The Touchstone of Yugoslavia

In the August 1949 issue one could read under the signature of Henry Judd the following lines:

We must say, in retrospect, that the period of the Second World War marks a definite transition between two epochs – the Trotsky epoch, as analyzed by the last of the classic Marxist theoreticians and revolutionists, and the new retrogressive-collectivist epoch whose nature we attempt to understand ... and which presents socialist revolutionists with a new set of problems to be mastered. It is doubtful, at least to this writer, that the concepts of classic Trotskyism can be of much assistance ... [1]

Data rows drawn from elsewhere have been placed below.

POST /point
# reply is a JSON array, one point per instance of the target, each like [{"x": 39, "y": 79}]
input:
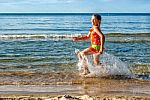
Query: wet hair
[{"x": 97, "y": 16}]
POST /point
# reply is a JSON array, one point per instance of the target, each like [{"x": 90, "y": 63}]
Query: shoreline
[{"x": 91, "y": 91}]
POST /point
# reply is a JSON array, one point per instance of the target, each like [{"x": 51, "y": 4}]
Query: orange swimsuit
[{"x": 95, "y": 41}]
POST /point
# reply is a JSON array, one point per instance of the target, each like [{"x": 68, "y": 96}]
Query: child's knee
[{"x": 96, "y": 62}]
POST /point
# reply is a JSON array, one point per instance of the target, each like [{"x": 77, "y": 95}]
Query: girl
[{"x": 97, "y": 42}]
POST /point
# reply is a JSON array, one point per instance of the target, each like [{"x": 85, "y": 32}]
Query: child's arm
[
  {"x": 86, "y": 37},
  {"x": 102, "y": 40}
]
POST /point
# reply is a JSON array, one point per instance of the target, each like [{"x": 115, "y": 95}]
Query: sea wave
[{"x": 110, "y": 37}]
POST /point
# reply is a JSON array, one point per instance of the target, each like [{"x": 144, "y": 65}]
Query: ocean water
[{"x": 39, "y": 48}]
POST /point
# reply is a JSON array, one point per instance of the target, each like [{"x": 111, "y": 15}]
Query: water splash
[{"x": 111, "y": 65}]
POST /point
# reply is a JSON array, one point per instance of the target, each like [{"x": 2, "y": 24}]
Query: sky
[{"x": 75, "y": 6}]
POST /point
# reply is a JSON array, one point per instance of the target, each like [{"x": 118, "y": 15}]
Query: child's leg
[
  {"x": 83, "y": 53},
  {"x": 96, "y": 59}
]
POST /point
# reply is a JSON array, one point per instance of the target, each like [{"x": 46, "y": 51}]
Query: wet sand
[{"x": 28, "y": 85}]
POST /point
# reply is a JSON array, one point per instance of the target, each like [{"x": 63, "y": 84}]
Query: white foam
[
  {"x": 38, "y": 36},
  {"x": 111, "y": 65}
]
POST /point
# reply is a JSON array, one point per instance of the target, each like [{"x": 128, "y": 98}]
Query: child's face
[{"x": 94, "y": 21}]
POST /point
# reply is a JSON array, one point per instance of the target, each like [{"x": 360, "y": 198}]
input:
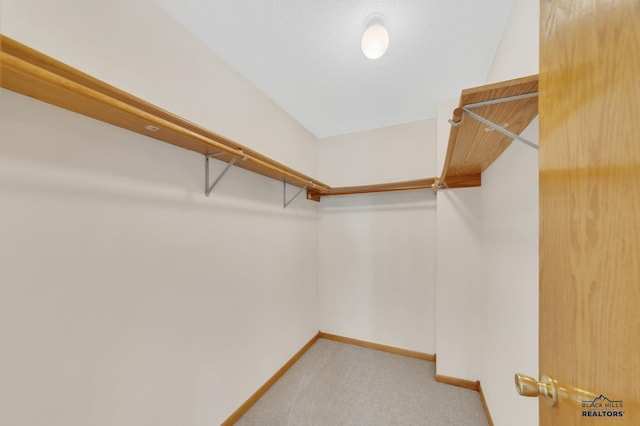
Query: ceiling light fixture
[{"x": 375, "y": 39}]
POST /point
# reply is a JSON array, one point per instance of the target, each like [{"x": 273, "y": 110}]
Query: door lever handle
[{"x": 528, "y": 386}]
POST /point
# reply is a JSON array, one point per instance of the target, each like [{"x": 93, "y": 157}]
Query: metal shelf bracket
[
  {"x": 285, "y": 203},
  {"x": 491, "y": 124},
  {"x": 209, "y": 187}
]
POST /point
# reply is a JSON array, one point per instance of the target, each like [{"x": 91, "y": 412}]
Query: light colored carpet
[{"x": 340, "y": 384}]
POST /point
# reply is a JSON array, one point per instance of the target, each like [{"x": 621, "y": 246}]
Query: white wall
[
  {"x": 126, "y": 296},
  {"x": 487, "y": 321},
  {"x": 509, "y": 339},
  {"x": 459, "y": 268},
  {"x": 510, "y": 222},
  {"x": 377, "y": 251}
]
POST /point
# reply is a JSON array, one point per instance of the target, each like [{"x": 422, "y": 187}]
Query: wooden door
[{"x": 590, "y": 206}]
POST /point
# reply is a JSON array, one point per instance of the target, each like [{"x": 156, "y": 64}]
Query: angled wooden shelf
[
  {"x": 31, "y": 73},
  {"x": 368, "y": 189},
  {"x": 474, "y": 146}
]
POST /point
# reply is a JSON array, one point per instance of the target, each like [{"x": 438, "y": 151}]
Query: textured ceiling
[{"x": 305, "y": 54}]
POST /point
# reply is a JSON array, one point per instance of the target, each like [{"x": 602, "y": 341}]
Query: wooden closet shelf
[
  {"x": 31, "y": 73},
  {"x": 474, "y": 146},
  {"x": 366, "y": 189}
]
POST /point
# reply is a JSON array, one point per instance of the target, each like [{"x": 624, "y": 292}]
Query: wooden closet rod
[{"x": 42, "y": 74}]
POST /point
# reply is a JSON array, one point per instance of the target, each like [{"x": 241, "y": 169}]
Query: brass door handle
[{"x": 528, "y": 386}]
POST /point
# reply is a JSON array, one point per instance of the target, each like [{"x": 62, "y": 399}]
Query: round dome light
[{"x": 375, "y": 39}]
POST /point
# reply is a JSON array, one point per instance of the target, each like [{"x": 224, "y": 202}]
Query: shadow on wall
[
  {"x": 52, "y": 151},
  {"x": 418, "y": 199}
]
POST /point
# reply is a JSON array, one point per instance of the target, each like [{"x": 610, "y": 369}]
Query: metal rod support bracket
[
  {"x": 491, "y": 124},
  {"x": 285, "y": 203},
  {"x": 209, "y": 187}
]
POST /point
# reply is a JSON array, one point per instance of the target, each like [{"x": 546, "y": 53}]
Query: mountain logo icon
[{"x": 601, "y": 402}]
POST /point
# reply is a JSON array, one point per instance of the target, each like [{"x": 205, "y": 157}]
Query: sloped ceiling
[{"x": 305, "y": 54}]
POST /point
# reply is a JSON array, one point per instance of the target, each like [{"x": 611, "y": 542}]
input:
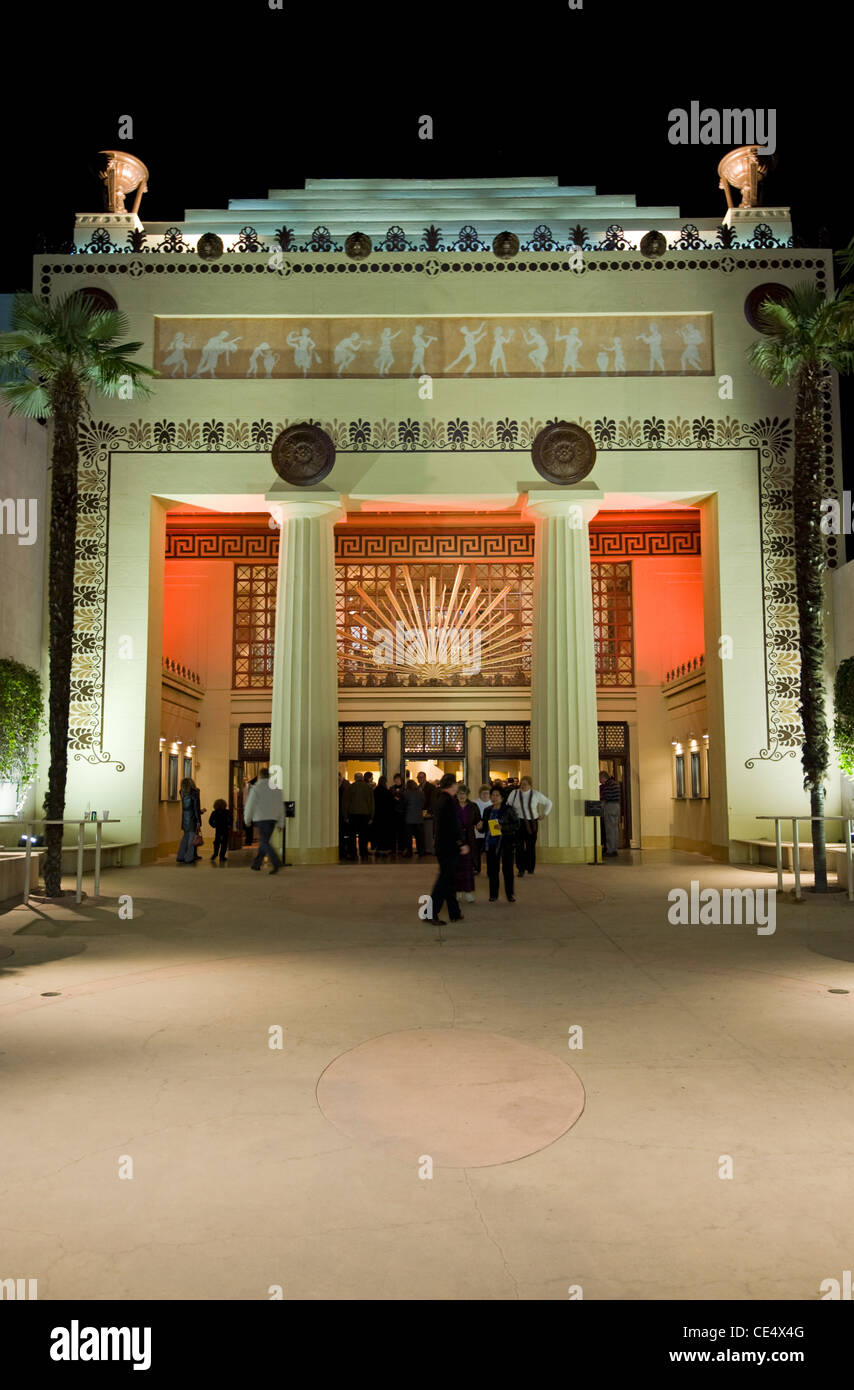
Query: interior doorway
[
  {"x": 614, "y": 759},
  {"x": 434, "y": 767},
  {"x": 500, "y": 767}
]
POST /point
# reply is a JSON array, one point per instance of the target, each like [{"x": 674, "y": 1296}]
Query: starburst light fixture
[{"x": 433, "y": 635}]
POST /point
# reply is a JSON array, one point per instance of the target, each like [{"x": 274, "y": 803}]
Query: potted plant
[{"x": 21, "y": 704}]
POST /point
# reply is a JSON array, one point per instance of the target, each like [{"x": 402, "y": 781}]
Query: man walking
[
  {"x": 266, "y": 809},
  {"x": 530, "y": 806},
  {"x": 611, "y": 797},
  {"x": 449, "y": 845}
]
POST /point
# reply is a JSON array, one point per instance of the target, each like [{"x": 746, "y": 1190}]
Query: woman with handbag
[{"x": 191, "y": 823}]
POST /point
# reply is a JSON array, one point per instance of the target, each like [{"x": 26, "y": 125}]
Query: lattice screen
[
  {"x": 434, "y": 740},
  {"x": 253, "y": 626},
  {"x": 612, "y": 634},
  {"x": 253, "y": 741},
  {"x": 360, "y": 741},
  {"x": 614, "y": 738},
  {"x": 508, "y": 740}
]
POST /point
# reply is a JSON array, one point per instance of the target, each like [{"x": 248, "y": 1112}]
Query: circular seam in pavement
[{"x": 461, "y": 1097}]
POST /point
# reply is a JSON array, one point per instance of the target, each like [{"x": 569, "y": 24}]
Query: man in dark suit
[{"x": 449, "y": 845}]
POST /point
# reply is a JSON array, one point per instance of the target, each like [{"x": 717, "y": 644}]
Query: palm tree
[
  {"x": 63, "y": 350},
  {"x": 806, "y": 337}
]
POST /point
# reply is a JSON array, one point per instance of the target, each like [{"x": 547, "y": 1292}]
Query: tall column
[
  {"x": 474, "y": 755},
  {"x": 392, "y": 749},
  {"x": 565, "y": 758},
  {"x": 303, "y": 738}
]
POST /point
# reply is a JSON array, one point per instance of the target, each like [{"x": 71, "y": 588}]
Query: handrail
[{"x": 796, "y": 849}]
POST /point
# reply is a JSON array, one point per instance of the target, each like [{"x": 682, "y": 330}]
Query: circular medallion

Less convinced than Judd that Trotsky’s ideas are obsolete, Joseph Stalin tried to wipe them out ten years ago by assassinating their principal protagonist.

Nonetheless it appears that the Trotskyist doctrine – the living doctrine of Marxism – has sunk far deeper roots in our epoch than either Stalin or Judd thought possible.

“Stalin,” said Le Monde editorially on Dec. 20, 1949, “upon reaching old age, sees anti-Stalinist Communist factions arising all over the lot. The hydra of deviation which he thought he had slain before the war is again raising its head. Thus Stalin’s glorious birthday jubilee is not without its darker side. It is a sort of posthumous revenge for Trotsky.”

It is indeed the theory elaborated by Trotsky – and buried by Judd on the heels of a thousand other such undertakers – which enables us to recognize the existence in the very heart of the Stalinist universe, beneath the heavy layers of bureaucratic crust, the boiling lava of the October Revolution which has not yet grown cold.

We can rightfully discern in the Yugoslav revolution the distant echo, muffled and deformed by the decades of the Stalinist counter-revolution, of the Bolshevik October of Lenin and Trotsky. The attitude toward Yugoslavia can become just as decisive a touchstone for judging revolutionary organizations as was the attitude toward the October Revolution thirty years ago, The Yugoslav events are bringing about a profound refreshment of the atmosphere around the proletarian vanguard. They are bound to make certain splits irreparable, but they can also serve as the starting point for fruitful regroupments.

The Russian Revolution was the springboard from which the Third International received its historic impulse. The Yugoslav revolution can very well become the springboard from which the Fourth International will launch out to win over the masses.


Footnote

1. Judd’s article, to be sure, appeared as a “discussion article”; but apparently the ideas expressed in it are quite widespread among the members of the ISL. No other contribution to this “discussion” appeared in the NI up to the Jan.-Feb. 1950 issue, which we received after this article was written. In that issue, Gates, another ISL leader, disputes Judd’s ideas. In the “Independent Socialist League” the leaders, at least, are very independent of one another.